Tahun ini, mereka kembali. Membawa album kedua ke khalayak ramai dalam sebuah konser yang bertajuk “Nyanyian Sukma Lara”. Acaranya sendiri akan dihelat pada 17 Januari mendatang. Tajuk konser ini dipilih karena mewakili semua judul lagu yang ada di album kedua nanti. Konsep dari album ini bisa dibilang seperti mesin waktu, yang memiliki portal serta cerita, alur dan puncak yang sama sekali tidak menghakimi keadaan. Tapi lebih mengambil posisi yang netral sebagai pengamat dan pembaca gejala sosial, alam, dan sejarah tertulis.

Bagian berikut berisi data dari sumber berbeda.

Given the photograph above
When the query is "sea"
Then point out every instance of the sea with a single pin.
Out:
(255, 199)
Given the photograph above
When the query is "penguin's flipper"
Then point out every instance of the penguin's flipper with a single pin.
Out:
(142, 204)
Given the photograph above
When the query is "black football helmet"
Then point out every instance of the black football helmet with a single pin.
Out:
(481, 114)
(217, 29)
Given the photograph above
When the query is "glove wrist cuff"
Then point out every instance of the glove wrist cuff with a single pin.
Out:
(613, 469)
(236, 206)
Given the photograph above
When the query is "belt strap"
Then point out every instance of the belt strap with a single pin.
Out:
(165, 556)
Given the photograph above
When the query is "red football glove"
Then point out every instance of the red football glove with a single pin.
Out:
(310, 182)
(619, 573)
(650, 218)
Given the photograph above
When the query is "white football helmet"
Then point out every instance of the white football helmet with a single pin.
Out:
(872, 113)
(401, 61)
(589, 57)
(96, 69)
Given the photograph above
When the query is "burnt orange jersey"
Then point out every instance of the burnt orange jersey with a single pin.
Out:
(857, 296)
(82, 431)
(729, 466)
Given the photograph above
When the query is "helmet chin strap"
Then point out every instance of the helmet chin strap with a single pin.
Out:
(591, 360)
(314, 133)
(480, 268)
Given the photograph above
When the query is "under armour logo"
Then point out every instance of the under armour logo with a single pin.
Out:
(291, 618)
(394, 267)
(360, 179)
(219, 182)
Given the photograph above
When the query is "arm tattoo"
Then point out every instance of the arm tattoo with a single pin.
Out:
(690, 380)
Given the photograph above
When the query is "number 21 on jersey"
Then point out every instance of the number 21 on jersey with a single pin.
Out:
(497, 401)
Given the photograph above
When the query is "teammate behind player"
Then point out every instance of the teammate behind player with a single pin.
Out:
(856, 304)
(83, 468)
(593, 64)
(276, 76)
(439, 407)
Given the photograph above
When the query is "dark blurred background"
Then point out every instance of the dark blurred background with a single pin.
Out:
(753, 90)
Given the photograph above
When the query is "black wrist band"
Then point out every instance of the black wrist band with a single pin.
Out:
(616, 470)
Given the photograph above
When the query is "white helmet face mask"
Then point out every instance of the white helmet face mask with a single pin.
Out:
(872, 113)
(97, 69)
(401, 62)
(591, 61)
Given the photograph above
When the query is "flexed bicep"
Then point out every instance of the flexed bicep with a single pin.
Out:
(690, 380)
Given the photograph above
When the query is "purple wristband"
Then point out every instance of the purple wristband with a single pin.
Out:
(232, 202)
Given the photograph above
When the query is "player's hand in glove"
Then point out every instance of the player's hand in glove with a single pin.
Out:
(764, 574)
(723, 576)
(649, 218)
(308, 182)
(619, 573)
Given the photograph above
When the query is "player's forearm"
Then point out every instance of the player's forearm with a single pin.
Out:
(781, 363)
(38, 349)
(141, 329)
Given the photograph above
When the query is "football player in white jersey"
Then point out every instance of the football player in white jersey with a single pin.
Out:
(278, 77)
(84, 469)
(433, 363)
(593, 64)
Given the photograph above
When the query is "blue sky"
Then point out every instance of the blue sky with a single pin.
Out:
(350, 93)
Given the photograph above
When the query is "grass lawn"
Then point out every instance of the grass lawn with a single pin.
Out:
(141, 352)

Berbeda dengan album pertama yang mengaransemen puisi-puisi milik Wiji Thukul, di album kedua ini mereka lebih dewasa dalam mengemas musik dan sajak yang ada. Konsep saling berkesinambungan dituangkan ke dalam semua materi yang ada.  Lagu dari lagu saling bersambung membentuk sebuauh literasi yang mengajak kita menerawang apa yang sebenarnya dibicarakan dalam setiap liriknya, serta berkolaborasi dengan musisi-musisi lokal Solo seperti Gema Isya’ (Soloensis), Safina Nadisa (Jungkat-Jungkit) dan Artaxiat Gamelan untuk menghadirkan nuansa yang kaya akan keberagaman.

Dalam setiap hembusan nafas dari lagu-lagunya menghadirkan sebuah tanya akan diri, mengajak kita untuk kembali menentukan sikap pada zaman yang telah terdegradasi ini, sekaligus bersama-sama mengenali kebenaran demi sebuah tujuan untuk menjadi manusia yang memanusiakan manusia serta mengenali opsi dari polemik krisis identitas pada lingkungan sosial kita serta mendo’akan alam kita yang kian lelah.

Buat kalian yang sedang berada di Surakarta dan sekitarnya, silahkan untuk menyempatkan diri. Saling berbagi kesenangan, dan tak lupa untuk selalu berkawan.